Re-imagining my life
I felt so stuck, and that's a big component of my grief now. I loved my husband. He loved me, but ours had not been a good marriage in years. However, when I took my wedding vows, I took them as Vows, to be treated seriously, a sacred part of my faith, a commitment not just to my husband, but to my Creator. It's one of the reasons why we never moved on to divorce. I always wanted to see if we could work it out. If we could be happier apart, better people apart, so be it, but every effort had to be made. Besides, when we were good together, we were really, really good. I'm grateful that those memories, gone for so long, are now coming back, even if only in bits and pieces, a flash here, a moment here, followed by a breathtaking pain.
I had both an image and a memory of what our marriage, our life, should be. I invested a lot of energy in making that happen. I often handled it badly. I frequently failed. I wasn't the wife I would have liked to have been. That image remained however. It wasn't the dream of a newlywed. It was a realistic image forged from the daily pressures of over 20 years of marriage.
It accommodated our decidedly unusual personalities, our weaknesses and our strengths. No matter what I do, no matter how good I am, that life is never going to happen.
I have no choice but to create a different life, and it's scary. I feel so detached from so many things. What I know is in the here and now -- the dirty dishes in the sink, the stack of thank you cards I need to write and mail, the to do list hastily written on the front and back of a piece of notebook paper folded in quarters and tucked in my purse. I know my chores.
What I don't know anymore is really what I want. That feels like I'm missing a big chunk of myself. I can't get my husband back. I can't get the life back that I had or the one that I had imagined. I have to get myself back, and for all the so called self-knowledge I've acquired in over thirty years of journalling, I'm a little clueless about what I really want that's possible for me to have. How can you get your heart's desire when you don't know what it is?
I have to be honest. I'm scared.
8 Comments:
And why wouldn't you be? You life will go forward on a completely different path than anything you had previously imagined. It has to be tremendously intimidating. And yet, it is an amazing opportunity...one that it will probably take at least a few years to jump upon.
Take your time, look around you, and don't rush yourself. And if you should spin your wheels several times in different directions....well, been there and done that. Eventually, you will go somewhere, and you'll be surprised at how different/wonderful/challenging it is.
It's life.
Listen to Lisa.
Your heart's desire wil emerge.

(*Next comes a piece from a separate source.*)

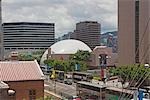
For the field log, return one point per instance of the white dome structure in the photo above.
(69, 46)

Just not overnight.
After holding my sister's hand for a long time after her husband passed away, I understand from an outsider's perspective what you are going through and it is all very normal.
Try not to think about everything all at once because everything is not going to start it's new paths all at once.
Please don't be afraid to call on friends and loved ones to lend a hand helping you get things organized. They want to do it but they don't want to rush you into anything you're not ready for, they are just waiting to be asked.
When you are feeling overwhelmed please just take a moment to clear your mind and breathe. Find the stillness inside yourself for a while and then go back to what's most important on your to DO list. Everything you need to know will come when you are ready.
Take care
~Jul
Remember the classic advice after any life change is to weight a year before making major decisions. I think that's quick!! Be gentle and patient with yourself.
You've been through an awful lot, Cyn. I understand and respect your fear. And not a day goes by that I don't think of you.
Cynthia,
The irony is that this is probably the way you would have felt had you chosen the divorce. This is much of what I felt. I often told my friends that a divorce in some ways is a chosen death. You mourn the loss of that relationship and it is hard to let go of the dream that you would make it work. If you were not scared I would be worried. You will get through this. You have started another chapter in your life...one that you did not choose. I have faith that you will find yourself again and that in time you will be at peace. I pray for you and hold you close in thought.
Hugs,
Nelle
There's no easy part of this. Going through the divorce, I felt as if I was a total failure, as if I had done everything wrong.
Now, I know better. I did plenty wrong, but it takes two to tango.
I hope that you can soon reach the place where you can put aside your guilt, ignore your perceived shortcomings, and ultimately, remember without recrimination.
This is something you just have to give time to. It may feel like inertia, but it's not. Little by little your options will become apparent to you. I think this is something you cannot force and you certainly can't fault yourself for "not knowing" what's next. You have been forced down a road your didn't anticipate taking. It's going to take time to get your bearings before you can move on. Be patient with yourself.